Racial Disparities in the Use of Minimally Invasive Surgery for Gastrointestinal Cancer

J Surg Oncol. 2024 Dec 29. doi: 10.1002/jso.28051. Online ahead of print.

Abstract

Introduction: Racial disparities in minimally invasive surgery (MIS) utilization across gastrointestinal (GI) cancers are not well characterized. We evaluated racial/ethnic disparities in the use of MIS approaches and associated outcomes.

Methods: We analyzed a cohort of patients with GI cancer in the National Cancer Database (2010-2020). Multinomial logistic regression was used to evaluate associations between race/ethnicity and approach. Logistic regression was used to assess 30-day readmission and 90-day mortality. Cox regression was used to analyze overall survival. Models were adjusted for demographics, clinical characteristics, cancer factors, and facility features.

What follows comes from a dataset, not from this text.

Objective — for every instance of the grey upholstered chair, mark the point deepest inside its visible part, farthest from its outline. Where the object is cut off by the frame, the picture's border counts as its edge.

Results: Of the 839 398 patients included, 76.9% were White, 11.6% Black, 6.6% Hispanic/Latino, 4.0% Asian, and 0.3% Indigenous. Compared with patients of White race, the odds of robotic surgery were lower for Black (OR 0.89, 95% CI 0.86-0.93) and Indigenous patients (OR 0.72, 95% CI 0.59-0.89), but higher for Hispanic/Latino (OR 1.12, 95% CI 1.08-1.17) and Asian patients (OR 1.27, 95% CI 1.21-1.34). Indigenous patients had higher odds of readmission (OR 1.41, 95% CI 1.23-1.62), 90-day mortality (OR 1.31, 95% CI 1.11-1.54), and worse overall survival (HR 1.11, 95% CI 1.05-1.18).

Conclusion: Indigenous and Black patients have lower utilization of minimally invasive approaches and worse outcomes in GI cancer care.

Keywords: gastrointestinal neoplasms; health status disparities; healthcare disparities; minimally invasive surgical procedures; treatment outcome.